Robert Graham Jones was born 2/22/73 in San Jose, California. He was raised by Pearl, a single mom. Pearl had been left widowed when her husband, Ralph Elmo Jones, was cleaning the gutters on their house and fell off the ladder. He hit the ground and bounced through the basement window. His body came to a stop with his head resting on a foot pedal of a cast-iron Singer Sewing Machine.
Pearl nicknamed her son Bobbie to avoid people confusing him with her older, well-known second cousin, Dr. Robert Graham. Graham had made a fortune manufacturing plastic eyeglasses and spent most of his money starting and running the Nobel Prize Sperm Bank.
geniusspermbank.com
Graham believed the human race was getting dumber over time and that the only way to stop this decline was to have Nobel Prize winners and men with an IQ of 180 donate to the sperm bank.
Charles Lindbergh was also a believer in eugenics and wanted to populate the world with superior children. He had done so in the 1960s when he had fathered four children, three by two sisters and another by a woman living in Germany. Lindberg had also contributed to the Sperm Bank.
mnhs.org/lindbergh/learn/family/double-life
Pearl wasn’t able to conceive a child. She went to her brother’s sperm bank and asked for help. Nine months later, Bobbie was born.
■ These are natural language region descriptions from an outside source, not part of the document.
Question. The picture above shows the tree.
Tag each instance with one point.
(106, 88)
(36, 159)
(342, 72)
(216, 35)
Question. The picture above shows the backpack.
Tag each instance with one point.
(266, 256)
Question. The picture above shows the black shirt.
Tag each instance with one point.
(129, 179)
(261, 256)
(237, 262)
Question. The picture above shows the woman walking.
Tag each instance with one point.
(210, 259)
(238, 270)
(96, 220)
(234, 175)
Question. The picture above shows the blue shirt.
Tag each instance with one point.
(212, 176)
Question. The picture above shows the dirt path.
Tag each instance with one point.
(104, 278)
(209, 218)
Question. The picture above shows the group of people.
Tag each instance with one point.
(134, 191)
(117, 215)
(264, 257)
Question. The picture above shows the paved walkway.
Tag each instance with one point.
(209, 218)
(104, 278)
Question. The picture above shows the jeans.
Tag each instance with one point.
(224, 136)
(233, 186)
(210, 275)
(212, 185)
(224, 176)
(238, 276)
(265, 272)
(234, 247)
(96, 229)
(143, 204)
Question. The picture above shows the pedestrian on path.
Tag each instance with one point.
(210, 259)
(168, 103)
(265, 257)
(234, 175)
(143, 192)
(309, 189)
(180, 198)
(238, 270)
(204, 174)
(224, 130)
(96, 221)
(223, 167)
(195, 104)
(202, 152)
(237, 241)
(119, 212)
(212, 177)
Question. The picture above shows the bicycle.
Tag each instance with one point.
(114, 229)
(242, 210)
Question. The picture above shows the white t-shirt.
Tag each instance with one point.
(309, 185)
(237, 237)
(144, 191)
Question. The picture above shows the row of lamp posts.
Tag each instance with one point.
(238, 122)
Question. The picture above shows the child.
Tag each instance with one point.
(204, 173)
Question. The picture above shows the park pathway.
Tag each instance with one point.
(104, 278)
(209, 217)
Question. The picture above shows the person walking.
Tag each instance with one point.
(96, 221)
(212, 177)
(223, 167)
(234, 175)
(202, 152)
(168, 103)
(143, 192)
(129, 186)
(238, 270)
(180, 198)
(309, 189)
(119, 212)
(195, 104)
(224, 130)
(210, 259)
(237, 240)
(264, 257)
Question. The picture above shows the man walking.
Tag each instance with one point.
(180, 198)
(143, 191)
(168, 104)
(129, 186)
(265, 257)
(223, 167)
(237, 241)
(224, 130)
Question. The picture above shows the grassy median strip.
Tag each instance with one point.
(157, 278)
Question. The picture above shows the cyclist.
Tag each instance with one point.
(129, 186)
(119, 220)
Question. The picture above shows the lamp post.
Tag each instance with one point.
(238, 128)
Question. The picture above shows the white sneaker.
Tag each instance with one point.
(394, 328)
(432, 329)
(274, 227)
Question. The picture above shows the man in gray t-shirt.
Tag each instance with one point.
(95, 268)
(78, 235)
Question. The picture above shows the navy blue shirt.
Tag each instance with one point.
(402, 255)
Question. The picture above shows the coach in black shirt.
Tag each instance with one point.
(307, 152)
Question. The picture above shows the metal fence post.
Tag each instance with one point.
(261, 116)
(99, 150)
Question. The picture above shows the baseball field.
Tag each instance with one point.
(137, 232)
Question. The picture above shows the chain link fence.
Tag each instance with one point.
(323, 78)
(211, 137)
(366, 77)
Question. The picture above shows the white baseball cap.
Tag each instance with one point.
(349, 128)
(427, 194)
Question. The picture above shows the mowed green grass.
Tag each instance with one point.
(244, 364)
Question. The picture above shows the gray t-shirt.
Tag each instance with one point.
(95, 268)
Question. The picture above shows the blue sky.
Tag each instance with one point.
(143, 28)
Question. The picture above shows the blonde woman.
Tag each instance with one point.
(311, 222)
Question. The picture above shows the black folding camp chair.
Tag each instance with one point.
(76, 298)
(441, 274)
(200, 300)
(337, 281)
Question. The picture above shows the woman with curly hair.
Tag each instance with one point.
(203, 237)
When Bobbie was 14 years old, he asked his mom, “Who’s my father?”
Pearl’s answer was always the same, “He’s a genius.”
When Bobbie learned one of the donors to the Genius Sperm Bank was Charles Lindbergh, he became convinced that Lindbergh was his father. He thought to himself: “Look at Lindbergh’s nose, I have the Lindbergh nose!”
Pearl’s younger brother was Tim LaHaye, an evangelical Christian minister who wrote the book Left Behind. LaHaye’s book predicted the Rapture—the second coming of Jesus Christ. It sold over 70 million copies, more than Stephen King and John Grisham’s books combined.
LaHaye was featured on the cover of Newsweek magazine and made over 100 TV appearances. He was often a guest on the show Hardball with Chris Matthews. His message was: “Jesus Christ is coming.” He was on the Board of Directors of the Moral Majority, and his closest friends were Oliver North and Joseph Coors. Tim often said he was instrumental in helping George Bush get elected to his second term as president of the United States. LaHaye sponsored a NASCAR car and named it “Left Behind.” It ran the racing circuit for two years and was often left behind. Many evangelicals prayed for LaHaye’s car, but Jesus wasn’t interested in winning car races. Winning really didn’t matter to LaHaye. He wrote off the NASCAR car as an advertising expense.